The RRC getting after 2x2k after the holidays!

The RRC getting after 2x2k after the holidays!

Row for 21min as follows…

3′ @20 s/m, 3′ @24, 3′ @28, 3′ @26, 3′ @28, 3′ @24, 3′ @20

  • Focus on Rhythm and Ratio

As we head into preseason for the games and the last month of training for CRASH-B’s many athletes will need some extra time on the erg to focus on rhythm, timing, and overall form.  Today’s Rowing WOD is a great opportunity for any athlete, experienced or not, to get a sense of form and rhythm without the pressure of intensity and competition.  Sometimes it’s good to slow down for an active recovery day in order to go harder and faster later on down the road.

Rhythm and Endurance are two necessities for successful competition in longer WODs.  A great example would be the KB Swings and Pull Ups found in “Helen”.  Those who find a consistent rhythm can flow through the movements naturally and rely on their aerobic endurance without dipping into their anaerobic energy supply.

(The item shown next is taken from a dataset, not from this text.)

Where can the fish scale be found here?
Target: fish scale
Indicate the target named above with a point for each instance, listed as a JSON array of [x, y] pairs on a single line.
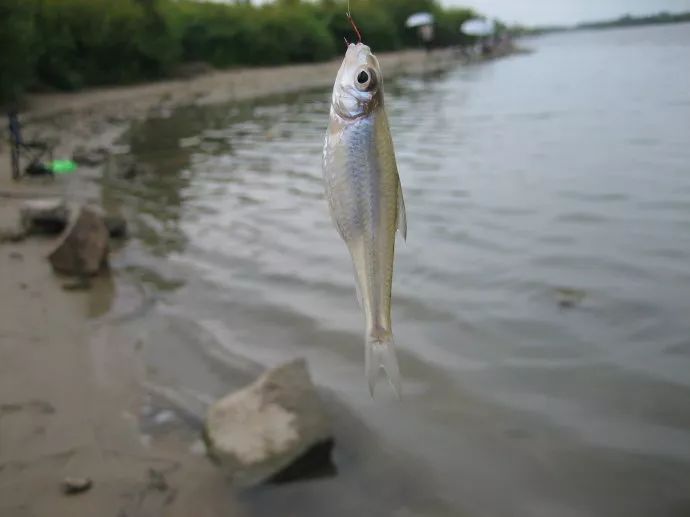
[[365, 198]]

In today’s Rowing WOD the focus is developing rhythm and endurance.  Another word for rhythm in rowing is Ratio.  By varying the ratio of the drive to the recovery rowers can maintain the same pace or split, but work more efficiently and make the stroke feel lighter or heavier.

When going from a 20 stroke rating to a 24 you should focus on more pressure with the legs and quickly redirecting the hands through the finish.  This will help increase the stroke rating while leaving you the same amount of time to sit up, breathe, and relax as you slide forward on the recovery.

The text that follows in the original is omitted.